Reactive oxygen and nitrogen species are indispensable in cellular physiology and signaling. Overproduction of these reactive species or failure to maintain their levels within the physiological range results in cellular redox dysfunction, often termed cellular oxidative stress. Redox dysfunction in turn is at the molecular basis of disease etiology and progression. Accordingly, antioxidant intervention to restore redox homeostasis has been pursued as a therapeutic strategy for cardiovascular disease, cancer, and neurodegenerative disorders among many others. Despite preliminary success in cellular and animal models, redox-based interventions have virtually been ineffective in clinical trials. We propose the fundamental reason for their failure is a flawed delivery approach. Namely, systemic delivery for a geographically local disease limits the effectiveness of the antioxidant.
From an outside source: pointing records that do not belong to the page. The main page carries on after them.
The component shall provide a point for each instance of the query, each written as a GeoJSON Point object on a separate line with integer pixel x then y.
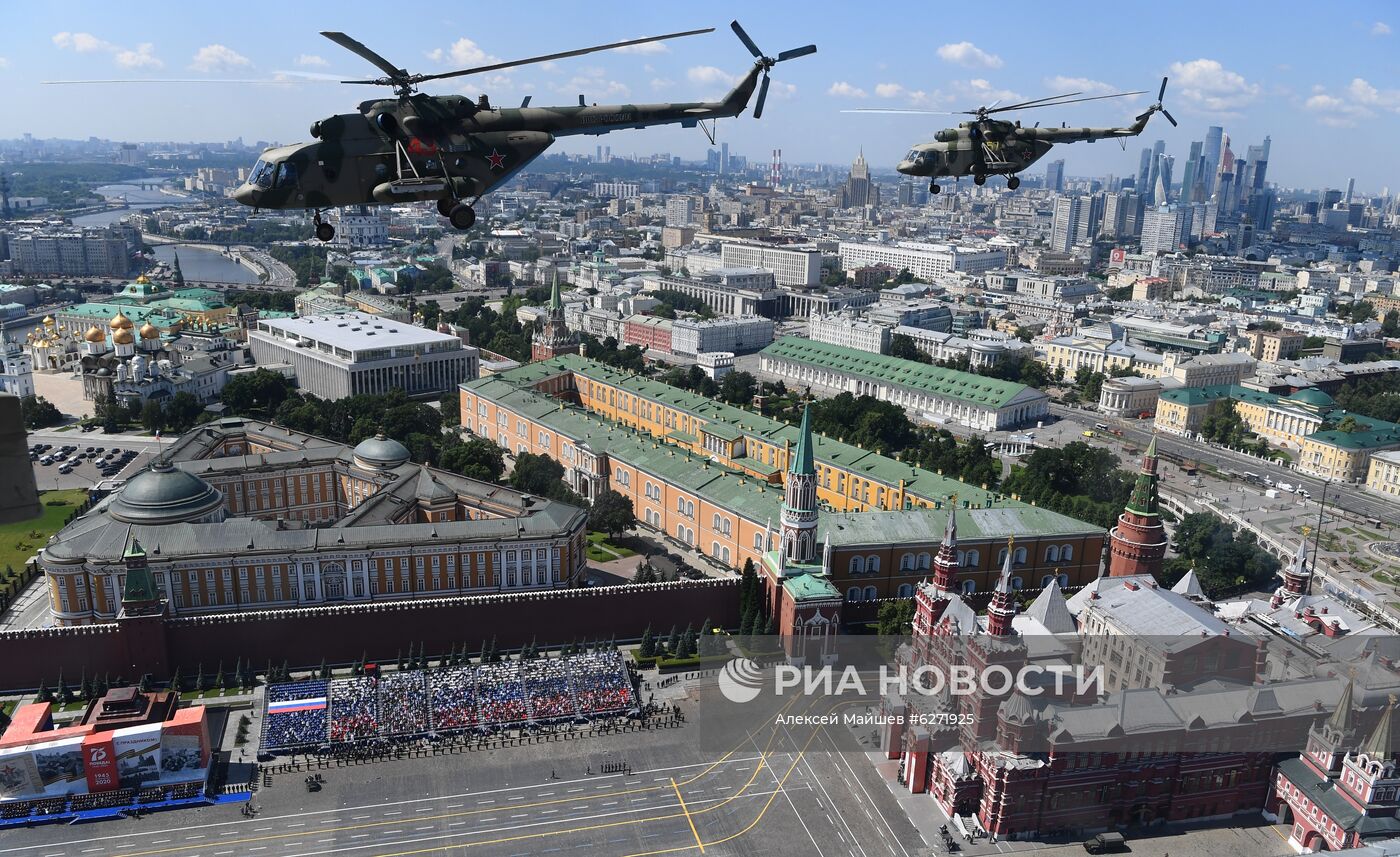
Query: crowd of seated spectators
{"type": "Point", "coordinates": [452, 698]}
{"type": "Point", "coordinates": [500, 695]}
{"type": "Point", "coordinates": [403, 703]}
{"type": "Point", "coordinates": [354, 709]}
{"type": "Point", "coordinates": [548, 689]}
{"type": "Point", "coordinates": [422, 702]}
{"type": "Point", "coordinates": [296, 728]}
{"type": "Point", "coordinates": [601, 684]}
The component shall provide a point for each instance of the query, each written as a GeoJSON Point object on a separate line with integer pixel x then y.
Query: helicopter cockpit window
{"type": "Point", "coordinates": [286, 175]}
{"type": "Point", "coordinates": [262, 174]}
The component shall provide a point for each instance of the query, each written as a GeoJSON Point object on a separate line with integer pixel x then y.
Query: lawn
{"type": "Point", "coordinates": [23, 539]}
{"type": "Point", "coordinates": [602, 551]}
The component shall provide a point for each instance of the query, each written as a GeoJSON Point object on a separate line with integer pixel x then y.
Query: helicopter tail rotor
{"type": "Point", "coordinates": [767, 62]}
{"type": "Point", "coordinates": [1158, 107]}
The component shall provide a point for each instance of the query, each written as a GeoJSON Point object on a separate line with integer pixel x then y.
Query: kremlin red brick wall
{"type": "Point", "coordinates": [340, 635]}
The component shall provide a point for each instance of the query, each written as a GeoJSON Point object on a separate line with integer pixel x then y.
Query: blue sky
{"type": "Point", "coordinates": [1323, 86]}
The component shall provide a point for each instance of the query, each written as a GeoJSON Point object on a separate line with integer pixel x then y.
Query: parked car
{"type": "Point", "coordinates": [1110, 842]}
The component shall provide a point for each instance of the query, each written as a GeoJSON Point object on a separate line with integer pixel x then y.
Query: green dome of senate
{"type": "Point", "coordinates": [380, 451]}
{"type": "Point", "coordinates": [165, 495]}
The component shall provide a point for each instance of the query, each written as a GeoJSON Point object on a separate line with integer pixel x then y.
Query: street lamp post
{"type": "Point", "coordinates": [1322, 510]}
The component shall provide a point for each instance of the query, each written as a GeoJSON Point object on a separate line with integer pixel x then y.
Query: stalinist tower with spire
{"type": "Point", "coordinates": [553, 338]}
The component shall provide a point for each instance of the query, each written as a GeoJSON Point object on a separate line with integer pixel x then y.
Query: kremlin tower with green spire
{"type": "Point", "coordinates": [553, 338]}
{"type": "Point", "coordinates": [1137, 545]}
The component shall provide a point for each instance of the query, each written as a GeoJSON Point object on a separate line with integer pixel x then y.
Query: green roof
{"type": "Point", "coordinates": [944, 382]}
{"type": "Point", "coordinates": [801, 462]}
{"type": "Point", "coordinates": [809, 587]}
{"type": "Point", "coordinates": [861, 462]}
{"type": "Point", "coordinates": [1369, 434]}
{"type": "Point", "coordinates": [928, 524]}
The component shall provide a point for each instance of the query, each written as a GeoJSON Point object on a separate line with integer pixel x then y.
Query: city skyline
{"type": "Point", "coordinates": [1225, 76]}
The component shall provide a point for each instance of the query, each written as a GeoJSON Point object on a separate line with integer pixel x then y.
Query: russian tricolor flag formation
{"type": "Point", "coordinates": [290, 706]}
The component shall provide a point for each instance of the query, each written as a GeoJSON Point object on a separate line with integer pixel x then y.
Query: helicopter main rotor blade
{"type": "Point", "coordinates": [795, 52]}
{"type": "Point", "coordinates": [746, 41]}
{"type": "Point", "coordinates": [560, 55]}
{"type": "Point", "coordinates": [1017, 107]}
{"type": "Point", "coordinates": [906, 111]}
{"type": "Point", "coordinates": [178, 80]}
{"type": "Point", "coordinates": [356, 46]}
{"type": "Point", "coordinates": [1026, 107]}
{"type": "Point", "coordinates": [763, 95]}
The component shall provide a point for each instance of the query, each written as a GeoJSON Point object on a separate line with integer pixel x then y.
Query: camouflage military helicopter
{"type": "Point", "coordinates": [986, 146]}
{"type": "Point", "coordinates": [451, 149]}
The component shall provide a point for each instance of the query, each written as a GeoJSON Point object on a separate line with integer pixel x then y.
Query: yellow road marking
{"type": "Point", "coordinates": [688, 815]}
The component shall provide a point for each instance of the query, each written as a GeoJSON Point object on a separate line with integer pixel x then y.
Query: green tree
{"type": "Point", "coordinates": [1077, 479]}
{"type": "Point", "coordinates": [611, 513]}
{"type": "Point", "coordinates": [538, 475]}
{"type": "Point", "coordinates": [1222, 424]}
{"type": "Point", "coordinates": [738, 388]}
{"type": "Point", "coordinates": [476, 458]}
{"type": "Point", "coordinates": [39, 413]}
{"type": "Point", "coordinates": [153, 416]}
{"type": "Point", "coordinates": [259, 391]}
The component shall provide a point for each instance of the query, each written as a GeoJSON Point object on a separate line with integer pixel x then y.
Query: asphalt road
{"type": "Point", "coordinates": [1350, 497]}
{"type": "Point", "coordinates": [772, 793]}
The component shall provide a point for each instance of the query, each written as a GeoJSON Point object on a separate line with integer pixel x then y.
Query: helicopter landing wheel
{"type": "Point", "coordinates": [462, 216]}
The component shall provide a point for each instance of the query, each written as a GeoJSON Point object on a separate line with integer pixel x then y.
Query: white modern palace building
{"type": "Point", "coordinates": [353, 353]}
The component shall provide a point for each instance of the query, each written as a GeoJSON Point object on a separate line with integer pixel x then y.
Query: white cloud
{"type": "Point", "coordinates": [1367, 94]}
{"type": "Point", "coordinates": [1354, 104]}
{"type": "Point", "coordinates": [646, 48]}
{"type": "Point", "coordinates": [983, 91]}
{"type": "Point", "coordinates": [969, 55]}
{"type": "Point", "coordinates": [1077, 84]}
{"type": "Point", "coordinates": [709, 74]}
{"type": "Point", "coordinates": [1336, 112]}
{"type": "Point", "coordinates": [83, 42]}
{"type": "Point", "coordinates": [464, 52]}
{"type": "Point", "coordinates": [142, 58]}
{"type": "Point", "coordinates": [219, 58]}
{"type": "Point", "coordinates": [893, 90]}
{"type": "Point", "coordinates": [1210, 87]}
{"type": "Point", "coordinates": [86, 42]}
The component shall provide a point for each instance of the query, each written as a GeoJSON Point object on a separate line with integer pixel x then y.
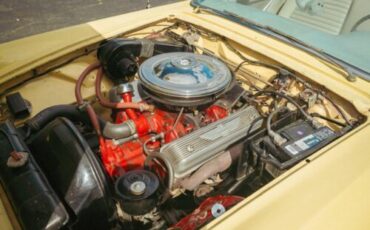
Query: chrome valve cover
{"type": "Point", "coordinates": [186, 154]}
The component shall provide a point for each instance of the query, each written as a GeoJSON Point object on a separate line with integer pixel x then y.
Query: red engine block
{"type": "Point", "coordinates": [130, 155]}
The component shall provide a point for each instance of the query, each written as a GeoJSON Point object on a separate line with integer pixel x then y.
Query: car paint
{"type": "Point", "coordinates": [329, 191]}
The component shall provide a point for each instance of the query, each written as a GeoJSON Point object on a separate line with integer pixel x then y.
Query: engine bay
{"type": "Point", "coordinates": [173, 132]}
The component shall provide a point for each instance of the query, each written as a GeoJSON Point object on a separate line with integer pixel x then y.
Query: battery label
{"type": "Point", "coordinates": [309, 141]}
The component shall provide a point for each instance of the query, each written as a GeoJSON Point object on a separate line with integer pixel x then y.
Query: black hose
{"type": "Point", "coordinates": [47, 115]}
{"type": "Point", "coordinates": [286, 97]}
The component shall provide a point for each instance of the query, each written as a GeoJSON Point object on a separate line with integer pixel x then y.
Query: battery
{"type": "Point", "coordinates": [304, 139]}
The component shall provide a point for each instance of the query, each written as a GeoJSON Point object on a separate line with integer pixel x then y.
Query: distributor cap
{"type": "Point", "coordinates": [184, 79]}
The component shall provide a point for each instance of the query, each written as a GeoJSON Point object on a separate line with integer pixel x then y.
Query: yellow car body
{"type": "Point", "coordinates": [329, 190]}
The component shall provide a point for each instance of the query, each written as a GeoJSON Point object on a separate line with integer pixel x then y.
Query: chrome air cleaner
{"type": "Point", "coordinates": [184, 79]}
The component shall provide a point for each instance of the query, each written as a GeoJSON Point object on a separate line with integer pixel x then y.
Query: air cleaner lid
{"type": "Point", "coordinates": [184, 75]}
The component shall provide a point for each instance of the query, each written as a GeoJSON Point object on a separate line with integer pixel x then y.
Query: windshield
{"type": "Point", "coordinates": [340, 29]}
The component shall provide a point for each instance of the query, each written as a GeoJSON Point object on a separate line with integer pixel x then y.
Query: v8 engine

We take a critical look at the literature and evaluate successful and unsuccessful approaches to translation of redox intervention to the clinical arena, including dose, patient selection, and delivery approach. We argue that when interpreting a failed antioxidant-based clinical trial, it is crucial to take into account these variables and importantly, whether the drug had an effect on the redox status. Finally, we propose that local and targeted delivery hold promise to translate redox-based therapies from the bench to the bedside.